Deletes in Cassandra cause two separate problems:
- The larger problem: if you frequently issue queries with criteria that would select deleted data (if it hadn't yet been deleted), then your queries will slow way down as they select more and more tombstones
- The lesser problem: for a transient data set, the volume of data will be larger than is immediately obvious
We currently don't face these problems in walker because we set gc_grace_seconds to 0, so rows in the segments table will be deleted on the next compaction. This is okay in walker because even if row(s) in the segments table came back due to a failure condition, we will simply crawl them again. The aforementioned failure condition should also be rare, especially with hinted handoff.

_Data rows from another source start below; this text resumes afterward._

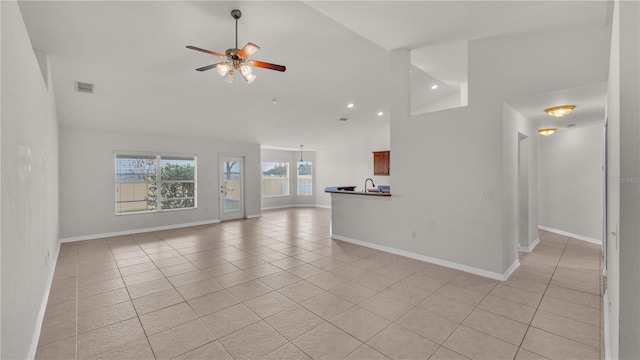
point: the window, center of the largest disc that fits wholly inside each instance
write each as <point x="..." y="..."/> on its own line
<point x="305" y="178"/>
<point x="275" y="178"/>
<point x="138" y="178"/>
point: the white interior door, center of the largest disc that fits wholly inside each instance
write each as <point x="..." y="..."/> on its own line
<point x="231" y="187"/>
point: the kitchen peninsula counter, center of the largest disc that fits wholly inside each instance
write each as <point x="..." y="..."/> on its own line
<point x="339" y="190"/>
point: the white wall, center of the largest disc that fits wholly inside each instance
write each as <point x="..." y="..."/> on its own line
<point x="612" y="263"/>
<point x="29" y="183"/>
<point x="623" y="202"/>
<point x="352" y="163"/>
<point x="571" y="181"/>
<point x="515" y="126"/>
<point x="87" y="181"/>
<point x="293" y="199"/>
<point x="454" y="199"/>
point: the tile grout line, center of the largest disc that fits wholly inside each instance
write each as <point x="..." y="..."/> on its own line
<point x="541" y="299"/>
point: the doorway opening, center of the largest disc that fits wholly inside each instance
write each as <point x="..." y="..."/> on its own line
<point x="231" y="187"/>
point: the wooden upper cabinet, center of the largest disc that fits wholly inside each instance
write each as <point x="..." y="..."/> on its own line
<point x="381" y="162"/>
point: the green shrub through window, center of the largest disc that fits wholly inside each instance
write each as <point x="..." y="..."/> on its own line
<point x="138" y="178"/>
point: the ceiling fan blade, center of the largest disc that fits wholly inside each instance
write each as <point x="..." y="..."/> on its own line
<point x="207" y="51"/>
<point x="265" y="65"/>
<point x="248" y="50"/>
<point x="209" y="67"/>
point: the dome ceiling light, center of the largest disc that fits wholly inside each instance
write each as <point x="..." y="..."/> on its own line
<point x="547" y="131"/>
<point x="560" y="111"/>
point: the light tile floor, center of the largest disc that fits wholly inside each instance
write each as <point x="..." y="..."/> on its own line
<point x="278" y="287"/>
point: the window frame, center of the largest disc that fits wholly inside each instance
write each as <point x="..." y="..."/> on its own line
<point x="158" y="182"/>
<point x="288" y="178"/>
<point x="298" y="163"/>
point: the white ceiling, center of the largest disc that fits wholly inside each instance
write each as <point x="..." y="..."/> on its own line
<point x="589" y="101"/>
<point x="336" y="52"/>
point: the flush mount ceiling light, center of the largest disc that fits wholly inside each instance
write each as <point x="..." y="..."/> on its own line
<point x="546" y="131"/>
<point x="237" y="60"/>
<point x="560" y="111"/>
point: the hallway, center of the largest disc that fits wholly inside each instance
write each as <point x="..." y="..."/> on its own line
<point x="277" y="287"/>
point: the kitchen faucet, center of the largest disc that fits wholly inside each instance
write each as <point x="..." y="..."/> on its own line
<point x="365" y="184"/>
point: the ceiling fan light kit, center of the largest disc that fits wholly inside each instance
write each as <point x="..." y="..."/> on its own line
<point x="237" y="59"/>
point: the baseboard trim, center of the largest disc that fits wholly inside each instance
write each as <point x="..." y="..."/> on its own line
<point x="449" y="264"/>
<point x="566" y="233"/>
<point x="530" y="247"/>
<point x="137" y="231"/>
<point x="35" y="339"/>
<point x="607" y="330"/>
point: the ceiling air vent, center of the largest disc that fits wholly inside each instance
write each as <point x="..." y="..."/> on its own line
<point x="84" y="87"/>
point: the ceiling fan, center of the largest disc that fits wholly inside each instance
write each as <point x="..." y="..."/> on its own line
<point x="237" y="59"/>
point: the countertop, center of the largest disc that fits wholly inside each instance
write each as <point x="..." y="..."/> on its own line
<point x="334" y="190"/>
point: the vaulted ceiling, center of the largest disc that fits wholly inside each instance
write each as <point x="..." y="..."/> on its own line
<point x="336" y="52"/>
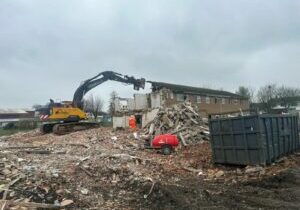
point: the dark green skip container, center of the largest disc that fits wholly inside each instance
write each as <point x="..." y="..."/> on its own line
<point x="254" y="139"/>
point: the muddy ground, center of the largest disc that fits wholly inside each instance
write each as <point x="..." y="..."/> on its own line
<point x="106" y="169"/>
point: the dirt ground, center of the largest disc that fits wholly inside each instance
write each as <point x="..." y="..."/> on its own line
<point x="106" y="169"/>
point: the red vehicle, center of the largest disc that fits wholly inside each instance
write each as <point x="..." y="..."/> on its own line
<point x="167" y="143"/>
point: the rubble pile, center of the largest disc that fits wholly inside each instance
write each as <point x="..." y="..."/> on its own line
<point x="181" y="119"/>
<point x="106" y="169"/>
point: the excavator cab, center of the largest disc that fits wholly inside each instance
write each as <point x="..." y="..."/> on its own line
<point x="67" y="116"/>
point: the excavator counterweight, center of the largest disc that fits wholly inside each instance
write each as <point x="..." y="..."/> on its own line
<point x="66" y="117"/>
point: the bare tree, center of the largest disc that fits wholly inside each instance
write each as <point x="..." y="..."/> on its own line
<point x="93" y="105"/>
<point x="266" y="96"/>
<point x="286" y="96"/>
<point x="246" y="92"/>
<point x="112" y="108"/>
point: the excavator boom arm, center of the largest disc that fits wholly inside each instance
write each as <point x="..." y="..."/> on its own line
<point x="89" y="84"/>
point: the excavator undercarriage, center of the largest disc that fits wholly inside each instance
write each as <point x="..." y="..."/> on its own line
<point x="67" y="117"/>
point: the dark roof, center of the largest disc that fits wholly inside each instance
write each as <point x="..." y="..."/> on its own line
<point x="192" y="90"/>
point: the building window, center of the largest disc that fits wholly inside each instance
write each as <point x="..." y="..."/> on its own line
<point x="223" y="100"/>
<point x="180" y="97"/>
<point x="199" y="99"/>
<point x="207" y="100"/>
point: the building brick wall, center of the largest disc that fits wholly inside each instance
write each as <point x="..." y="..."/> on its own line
<point x="206" y="104"/>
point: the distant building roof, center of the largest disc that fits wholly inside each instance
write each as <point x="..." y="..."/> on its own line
<point x="192" y="90"/>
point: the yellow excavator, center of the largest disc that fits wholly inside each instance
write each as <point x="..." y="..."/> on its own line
<point x="66" y="117"/>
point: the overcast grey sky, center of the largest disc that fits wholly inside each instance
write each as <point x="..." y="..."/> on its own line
<point x="47" y="47"/>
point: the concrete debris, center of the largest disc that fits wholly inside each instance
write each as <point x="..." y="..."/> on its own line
<point x="97" y="172"/>
<point x="180" y="119"/>
<point x="253" y="169"/>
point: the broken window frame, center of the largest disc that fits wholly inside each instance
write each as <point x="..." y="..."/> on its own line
<point x="223" y="101"/>
<point x="198" y="99"/>
<point x="179" y="97"/>
<point x="207" y="100"/>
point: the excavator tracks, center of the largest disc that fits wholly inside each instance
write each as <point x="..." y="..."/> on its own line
<point x="65" y="128"/>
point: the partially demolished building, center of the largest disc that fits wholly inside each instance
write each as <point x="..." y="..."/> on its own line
<point x="164" y="95"/>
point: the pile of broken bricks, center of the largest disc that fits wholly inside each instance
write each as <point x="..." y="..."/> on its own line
<point x="182" y="120"/>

To briefly illustrate how Walker would behave if gc_grace_seconds
were not 0,
imagine we dispatch and crawl test.com
twice per day, and gc_grace_seconds
is set to 5 days. We will delete and create segments (500 links by default)
each time we crawl, and those deletion records will remain for 5 days. This
means 500*2*5 = 5000
links will stay around on disk for test.com
at a time.
Regarding selecting segments: Cassandra will have to ignore 4500 of those 5000 links due to tombstones, which is bearable.
Regarding disk: Cassandra will be storing 10x more than is necessary in this case.
In other words, you can set gc_grace_seconds
to a non-zero number if you
wish, but 0 works more optimally.
Yes, though Walker is primary qualified for Linux. In most cases you can use an install package from http://planetcassandra.org/cassandra/
However on Mac OS X you may not have a recent enough version of Java. If that is the case:
- Download the cassandra tarball
- Install a newer version of Java
- Run
bin/cassandra
with JAVA_HOME set to/Library/Internet Plug-Ins/JavaAppletPlugin.plugin/Contents/Home
In command-line terms:
<First, manually install Java from https://www.java.com/en/download/index.jsp>
curl -L http://downloads.datastax.com/community/dsc.tar.gz | tar xz
cd dsc-cassandra*
JAVA_HOME="/Library/Internet Plug-Ins/JavaAppletPlugin.plugin/Contents/Home" bin/cassandra
This should sufficiently allow Walker testing and development on your Mac.
The dispatcher will schedule domains to be crawled based on the value of this priority integer. The rule is that domains are crawled in proportion to this priority. For example, consider two domains A and B, where the priority of A is twice that of B. Then we expect that (approximately) twice as many links from domain A (compared to B) should be crawled per unit time.